Uitspraak ingezonden door Jordi Bierens, Pels Rijcken.
Vermelding Blauwe Tijger in DTN-rapport niet onrechtmatig, oordeelt het Hof

Hof Den Haag 29 april 2025, IEF 22673; ECLI:NL:GHDHA:2025:726 (Blauwe Tijger tegen de Staat). De uitgeverij Blauwe Tijger, bekend van publicaties, lezingen en video’s over politiek en samenleving, is door de Nationaal Coördinator Terrorismebestrijding en Veiligheid (hierna: NCTV) genoemd in het 53e Dreigingsbeeld Terrorisme Nederland (DTN). In een paragraaf over polarisatie omschrijft de NCTV Blauwe Tijger als een ultraconservatieve uitgeverij en als doorgeefluik van anti-overheidspropaganda, nepnieuws en complottheorieën.
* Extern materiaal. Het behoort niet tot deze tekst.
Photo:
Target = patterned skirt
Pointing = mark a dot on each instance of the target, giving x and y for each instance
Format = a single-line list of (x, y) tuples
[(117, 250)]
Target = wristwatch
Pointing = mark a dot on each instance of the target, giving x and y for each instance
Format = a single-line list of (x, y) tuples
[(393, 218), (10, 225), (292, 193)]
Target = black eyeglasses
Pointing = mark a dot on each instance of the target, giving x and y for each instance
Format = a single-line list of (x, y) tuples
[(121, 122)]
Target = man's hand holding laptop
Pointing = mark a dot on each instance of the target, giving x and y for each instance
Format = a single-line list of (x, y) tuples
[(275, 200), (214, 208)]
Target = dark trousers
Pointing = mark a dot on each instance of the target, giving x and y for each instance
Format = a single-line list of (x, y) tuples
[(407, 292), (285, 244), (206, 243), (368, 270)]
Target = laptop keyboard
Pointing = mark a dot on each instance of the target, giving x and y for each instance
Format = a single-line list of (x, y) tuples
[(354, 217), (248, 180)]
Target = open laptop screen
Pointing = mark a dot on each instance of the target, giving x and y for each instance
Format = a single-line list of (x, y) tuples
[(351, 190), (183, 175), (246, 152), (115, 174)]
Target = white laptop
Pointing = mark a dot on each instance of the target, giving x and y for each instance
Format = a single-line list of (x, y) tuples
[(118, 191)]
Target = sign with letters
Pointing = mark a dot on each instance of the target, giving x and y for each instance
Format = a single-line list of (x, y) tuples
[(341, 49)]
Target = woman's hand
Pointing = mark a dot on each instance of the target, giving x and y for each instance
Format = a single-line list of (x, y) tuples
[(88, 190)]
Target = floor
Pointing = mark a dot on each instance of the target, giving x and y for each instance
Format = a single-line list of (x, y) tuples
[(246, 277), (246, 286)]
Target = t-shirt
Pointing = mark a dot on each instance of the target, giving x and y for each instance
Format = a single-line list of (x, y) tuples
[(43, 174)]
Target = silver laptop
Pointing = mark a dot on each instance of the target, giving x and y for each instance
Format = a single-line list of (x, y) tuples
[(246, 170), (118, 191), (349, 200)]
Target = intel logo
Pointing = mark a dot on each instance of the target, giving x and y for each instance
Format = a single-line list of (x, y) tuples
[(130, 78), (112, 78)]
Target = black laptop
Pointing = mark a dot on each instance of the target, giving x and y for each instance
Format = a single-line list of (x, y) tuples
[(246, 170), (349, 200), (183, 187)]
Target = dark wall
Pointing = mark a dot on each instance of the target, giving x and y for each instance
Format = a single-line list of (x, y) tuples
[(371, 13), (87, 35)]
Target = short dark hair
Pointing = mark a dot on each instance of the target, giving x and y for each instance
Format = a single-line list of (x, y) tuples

Ook werd vermeld dat Blauwe Tijger geld heeft gedoneerd aan de boerenactiegroep Farmer Defence Force. Blauwe Tijger vordert een verklaring dat deze passage onrechtmatig is, een rectificatie en een schadevergoeding. Volgens haar wordt haar eer en goede naam aangetast en is sprake van een schending van haar uitingsvrijheid. Blauwe Tijger stelt dat de NCTV een onschuldige, bescheiden donatie ten onrechte heeft opgeblazen tot bewijs van samenzwering, en dat de kwalificatie 'ultraconservatief' onjuist is omdat zij een breed scala aan boeken uitgeeft, waaronder ook linkse en progressieve werken. In eerste aanleg zijn de vorderingen van de Blauwe Tijger afgewezen. De taak van het NCTV om het publiek en het parlement te informeren over ontwikkelingen die de nationale veiligheid raken, waaronder maatschappelijke polarisatie, is van groot publiek belang. Voor publicaties als het DTN gelden hoge eisen van zorgvuldigheid. In dit geval moeten twee belangen tegen elkaar worden afgewogen: enerzijds het recht van burgers om niet lichtvaardig verdacht te worden gemaakt, en anderzijds het belang van tijdige, transparante overheidscommunicatie over maatschappelijke risico’s. Deze afwegiging leidt ertoe dat ook het hof de vorderingen afwijst.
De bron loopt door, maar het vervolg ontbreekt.